Introduction: Today, everyone deposits money in savings account, fixed deposit or other investment options to keep their hard-earned money safe. But if you think that the money deposited in your bank is hidden from the eyes of the tax, then this news is very important for you.
Her Majesty’s Revenue and Customs of Britain i.e. HMRC Payment has issued a warning that people who have an amount of £3,500 or more in their bank account may get a tax related notice in the coming days. HMRC is now keeping an eye on those accounts in which good interest has been received on savings and it is preparing to collect tax on this interest.

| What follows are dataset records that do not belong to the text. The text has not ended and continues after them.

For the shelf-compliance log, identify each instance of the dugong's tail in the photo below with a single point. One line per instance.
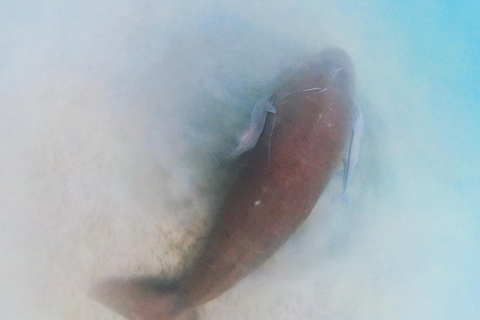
(142, 299)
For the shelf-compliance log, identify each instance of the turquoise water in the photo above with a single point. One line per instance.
(113, 114)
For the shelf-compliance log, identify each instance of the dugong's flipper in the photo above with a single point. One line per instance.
(248, 138)
(352, 156)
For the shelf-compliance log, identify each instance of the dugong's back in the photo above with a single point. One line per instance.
(297, 153)
(284, 175)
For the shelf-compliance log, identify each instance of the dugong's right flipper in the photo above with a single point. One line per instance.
(248, 138)
(353, 152)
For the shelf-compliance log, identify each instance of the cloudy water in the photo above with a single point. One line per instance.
(115, 117)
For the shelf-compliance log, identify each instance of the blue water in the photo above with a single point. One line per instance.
(113, 115)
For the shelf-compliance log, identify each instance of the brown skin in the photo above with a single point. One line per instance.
(293, 161)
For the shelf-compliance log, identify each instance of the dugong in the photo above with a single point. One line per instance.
(299, 138)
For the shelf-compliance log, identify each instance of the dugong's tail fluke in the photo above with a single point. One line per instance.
(143, 300)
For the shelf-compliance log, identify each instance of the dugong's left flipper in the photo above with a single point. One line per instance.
(248, 138)
(352, 156)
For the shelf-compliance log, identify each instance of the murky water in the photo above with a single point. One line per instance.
(114, 116)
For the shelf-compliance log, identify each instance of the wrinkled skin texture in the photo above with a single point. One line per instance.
(298, 151)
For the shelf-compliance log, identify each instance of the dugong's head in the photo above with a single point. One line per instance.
(337, 66)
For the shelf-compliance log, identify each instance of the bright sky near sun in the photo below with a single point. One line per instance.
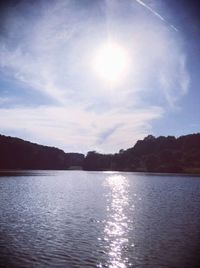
(98, 74)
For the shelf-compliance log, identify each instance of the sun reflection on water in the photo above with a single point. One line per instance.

Why is HMRC sending tax notices?
Like every year, HMRC is checking the total income of the people and the interest received in their bank accounts after the end of this financial year. Banks and financial institutions automatically send your interest information to HMRC. If your income is above a certain limit and you have earned interest on savings, HMRC can send you a tax bill.
This notice is especially for those people whose income or bank interest exceeds the limit of Personal Savings Allowance (PSA).
What is Personal Savings Allowance (PSA)?
According to the rules of HMRC, every person is given tax exemption on savings interest up to a certain limit, which is called PSA.
- Basic rate taxpayers (income < £50,270): Interest up to £1,000 tax free
- Higher rate taxpayers (income £50,271 – £125,000): Interest up to £500 tax free
- Additional rate taxpayers (income > £125,000): No PSA, all interest taxable
What if you have £3,500 in savings?
Suppose you put £3,500 in a fixed deposit account at 5% interest for three years. The interest you will earn after three years is about £525, which is above the PSA limit.

Now, it is worth noting that in fixed deposit accounts, interest is ‘crystallised’ and paid out at once, so all interest will count in the same financial year. As a result, HMRC can send you a notice.
What happens if you ignore this notice?
The tax notice sent by HMRC is not a simple letter that you can throw in the dustbin.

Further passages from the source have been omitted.